An appraisal clause in a fire insurance policy constitutes a written agreement to arbitrate within the meaning of General Statutes §§ 52-408 through 52-424. Giulietti v. ConnecticutIns. Placement Facility, 205 Conn. 424, 432, 534 A.2d 213 (1987); Covenant Ins. Co. v. Banks, 177 Conn. 273, 279,413 A.2d 862 (1979); Middlesex Mutual Assurance Co. v. Clinton,38 Conn. App. 555, 564, 662 A.2d 1319 (1995). The court notes that the defendant has failed to attach a copy of the insurance contract as an exhibit to its motion to dismiss, and that both parties have failed to attach any affidavits or other admissible evidence pertinent to the arbitration issue.1 Without access to a copy of the insurance contract, the court cannot rule on the scope of the agreement to arbitrate, nor can it rule as to whether arbitration is a condition precedent to an action in the superior court.
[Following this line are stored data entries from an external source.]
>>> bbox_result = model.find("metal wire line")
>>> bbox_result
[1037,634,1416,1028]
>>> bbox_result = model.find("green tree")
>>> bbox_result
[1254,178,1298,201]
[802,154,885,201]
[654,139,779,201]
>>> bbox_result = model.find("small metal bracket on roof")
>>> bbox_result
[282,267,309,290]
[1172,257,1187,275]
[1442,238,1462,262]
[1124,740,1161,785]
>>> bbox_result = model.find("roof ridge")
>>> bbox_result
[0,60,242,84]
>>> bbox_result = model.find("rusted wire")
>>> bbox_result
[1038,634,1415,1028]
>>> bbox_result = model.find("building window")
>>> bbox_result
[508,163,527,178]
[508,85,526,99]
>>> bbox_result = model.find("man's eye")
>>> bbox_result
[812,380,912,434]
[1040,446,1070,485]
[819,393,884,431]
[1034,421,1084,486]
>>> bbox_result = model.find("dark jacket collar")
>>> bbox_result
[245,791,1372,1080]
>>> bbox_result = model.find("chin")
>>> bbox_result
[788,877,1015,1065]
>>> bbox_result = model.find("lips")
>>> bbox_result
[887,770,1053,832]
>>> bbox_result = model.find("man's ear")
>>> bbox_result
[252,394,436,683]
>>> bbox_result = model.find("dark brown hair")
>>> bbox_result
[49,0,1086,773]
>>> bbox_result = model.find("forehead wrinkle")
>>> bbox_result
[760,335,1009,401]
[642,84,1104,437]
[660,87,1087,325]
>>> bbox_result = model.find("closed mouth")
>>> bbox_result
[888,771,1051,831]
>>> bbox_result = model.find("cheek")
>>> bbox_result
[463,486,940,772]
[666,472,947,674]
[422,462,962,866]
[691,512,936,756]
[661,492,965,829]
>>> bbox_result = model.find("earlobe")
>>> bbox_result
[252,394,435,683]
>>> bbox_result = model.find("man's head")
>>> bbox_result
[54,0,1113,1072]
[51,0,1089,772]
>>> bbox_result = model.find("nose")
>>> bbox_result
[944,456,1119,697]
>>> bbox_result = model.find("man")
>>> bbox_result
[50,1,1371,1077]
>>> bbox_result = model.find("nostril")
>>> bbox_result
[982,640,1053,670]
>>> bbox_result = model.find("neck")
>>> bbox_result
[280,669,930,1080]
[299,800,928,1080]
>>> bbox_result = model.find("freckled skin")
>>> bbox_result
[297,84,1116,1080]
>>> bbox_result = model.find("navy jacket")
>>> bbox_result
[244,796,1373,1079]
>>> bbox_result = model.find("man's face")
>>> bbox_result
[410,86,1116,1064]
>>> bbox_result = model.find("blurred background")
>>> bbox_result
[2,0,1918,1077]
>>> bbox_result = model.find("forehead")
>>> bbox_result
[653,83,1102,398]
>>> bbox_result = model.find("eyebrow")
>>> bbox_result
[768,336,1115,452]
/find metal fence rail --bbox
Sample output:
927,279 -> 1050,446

The court further notes that the defendant has failed to submit any evidence with respect to whether it has made a written demand for arbitration or appraisal. CT Page 366
Nevertheless, in the present case, the existence of an arbitration clause does not implicate the court's subject matter jurisdiction. "[W]here [an] insurer seeks judicial assistance to compel a reluctant insured to proceed with appraisal," the appropriate procedure is an application to compel arbitration pursuant to §§ 52-410. Middlesex Mutual Assurance Co. v.Clinton, supra, 38 Conn. App. 569-70.2
In the present case, the defendant's remedy is to file an application to compel arbitration. Therefore, the court denies the defendant's motion to dismiss the plaintiff's complaint.